If that doesn't dissuade a defense attorney form filing such a motion, there is always the potential embarrassment of the court granting the motion, but then reassigning the appeal to another attorney because the first attorney failed to recognize that there non-frivolous issues that could be raised in the case. That happened in three cases in the most recent packet of Fourth Department decisions (People v Shampine (2008 NY Slip Op 07551 [4th Dept 10/3/08]; People v Spencer, 2008 NY Slip Op 07552 [4th Dept 10/3/08]; People v Spencer, 2008 NY Slip Op 07553 [4th Dept 10/3/08]).
Thus, for example, in People v Shampine (2008 NY Slip Op 07551 [4th Dept 10/3/08], the Court wrote
Upon a review of the record, we conclude that a nonfrivolous issue exists as to whether County Court erred in denying defendant's request for a downward departure from his presumptive risk level. Therefore, we relieve counsel of her assignment and assign new counsel to brief this issue, as well as any other issues that counsel's review of the record may disclose.
It is clear that these motions are filed at your peril and your client's peril.
But what do you do when the only non-frivolous issue is one that could hurt your client? For example, what if the sentence imposed was unlawfully short? Does an attorney have to file a brief challenging the sentence as unlawful? (See, People v Ammons (41 AD3d 1325)).
What if the client entered a plea to a lesser offense and already served the entire sentence and you see a possible issue regarding the plea? If you raise the issue regarding the plea and win your client faces the potential of a more serious conviction and more time. What if you are unable to get a response from your client as to what to do?
The Second Circuit provides one answer. In United States v. Ibrahim (62 F.3d 72 [2d Cir. 1995]) the Court held that where the defendant has not requested that appellate counsel challenge the validity of a plea and has not made such a challenge in a pro se brief, cousnel can file an Anders brief which should either state that counsel believes that defendant would run unacceptable risk of adverse consequences in challenging the validity of the plea or discuss why there are no non-frivolous issues regarding the validity of the plea.

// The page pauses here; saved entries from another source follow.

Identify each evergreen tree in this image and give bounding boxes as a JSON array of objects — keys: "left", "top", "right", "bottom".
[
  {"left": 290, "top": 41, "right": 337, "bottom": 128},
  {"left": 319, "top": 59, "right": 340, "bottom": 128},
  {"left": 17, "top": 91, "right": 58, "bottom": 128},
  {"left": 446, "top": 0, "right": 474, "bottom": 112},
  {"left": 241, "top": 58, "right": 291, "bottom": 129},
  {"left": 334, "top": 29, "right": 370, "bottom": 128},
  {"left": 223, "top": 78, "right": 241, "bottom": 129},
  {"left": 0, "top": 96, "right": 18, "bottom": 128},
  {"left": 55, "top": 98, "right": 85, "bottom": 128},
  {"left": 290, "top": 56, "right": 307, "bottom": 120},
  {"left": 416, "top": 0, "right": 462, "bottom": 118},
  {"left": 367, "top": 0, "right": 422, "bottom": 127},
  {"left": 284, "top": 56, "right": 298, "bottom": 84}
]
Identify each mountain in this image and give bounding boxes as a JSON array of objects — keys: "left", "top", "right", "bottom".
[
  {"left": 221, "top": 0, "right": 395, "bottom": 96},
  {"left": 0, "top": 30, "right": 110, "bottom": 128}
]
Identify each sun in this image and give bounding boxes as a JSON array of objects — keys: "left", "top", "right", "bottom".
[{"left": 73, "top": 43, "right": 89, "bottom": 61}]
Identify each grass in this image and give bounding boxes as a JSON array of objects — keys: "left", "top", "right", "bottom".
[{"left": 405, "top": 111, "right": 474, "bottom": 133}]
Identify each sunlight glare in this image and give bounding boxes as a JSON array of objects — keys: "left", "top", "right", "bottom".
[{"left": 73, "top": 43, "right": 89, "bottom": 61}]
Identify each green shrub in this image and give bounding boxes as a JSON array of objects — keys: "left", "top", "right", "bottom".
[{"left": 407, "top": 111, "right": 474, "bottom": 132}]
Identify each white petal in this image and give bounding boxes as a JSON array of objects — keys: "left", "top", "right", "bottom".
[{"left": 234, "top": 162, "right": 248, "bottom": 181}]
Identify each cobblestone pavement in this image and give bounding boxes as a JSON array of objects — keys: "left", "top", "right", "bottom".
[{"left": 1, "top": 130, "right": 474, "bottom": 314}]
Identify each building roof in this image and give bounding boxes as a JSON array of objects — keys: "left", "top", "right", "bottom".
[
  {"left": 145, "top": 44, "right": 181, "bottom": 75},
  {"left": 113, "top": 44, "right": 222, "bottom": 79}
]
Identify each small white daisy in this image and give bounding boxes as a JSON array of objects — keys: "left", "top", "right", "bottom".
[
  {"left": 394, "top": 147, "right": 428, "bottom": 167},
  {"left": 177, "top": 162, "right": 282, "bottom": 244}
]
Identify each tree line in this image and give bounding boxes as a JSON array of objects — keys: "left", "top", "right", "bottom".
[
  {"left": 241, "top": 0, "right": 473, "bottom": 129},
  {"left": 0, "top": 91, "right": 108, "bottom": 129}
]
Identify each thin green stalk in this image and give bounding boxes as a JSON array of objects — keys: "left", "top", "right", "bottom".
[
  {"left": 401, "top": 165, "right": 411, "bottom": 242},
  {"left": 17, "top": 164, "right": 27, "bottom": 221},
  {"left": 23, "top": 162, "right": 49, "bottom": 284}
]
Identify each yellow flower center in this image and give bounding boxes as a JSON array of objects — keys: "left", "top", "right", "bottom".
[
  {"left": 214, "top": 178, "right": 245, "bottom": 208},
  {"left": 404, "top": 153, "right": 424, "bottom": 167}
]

The Fourth Department has no clear holding guiding counsel. But the Spencer decisions cited above suggest that in the Fourth Department counsel canot file an Anders or Crawford motion is such a circumstance. In both of those cases the defendant has pled to a lesser offense and served his sentence of imprisonment. So counsel filed a Crawford motion rather than risking the client getting convicted of a more serious offense and receiving more time. In both cases the Court held that
The record establishes that defendant moved prior to sentencing to withdraw his plea. The facts raise the issue of whether the court abused its discretion in denying defendant's motion. Therefore, we relieve counsel of his assignment and assign new counsel to brief this issue
Thus, unlike the Second Circuit, it appears that the Fourth Department wants assigned counsel to raise such an issue.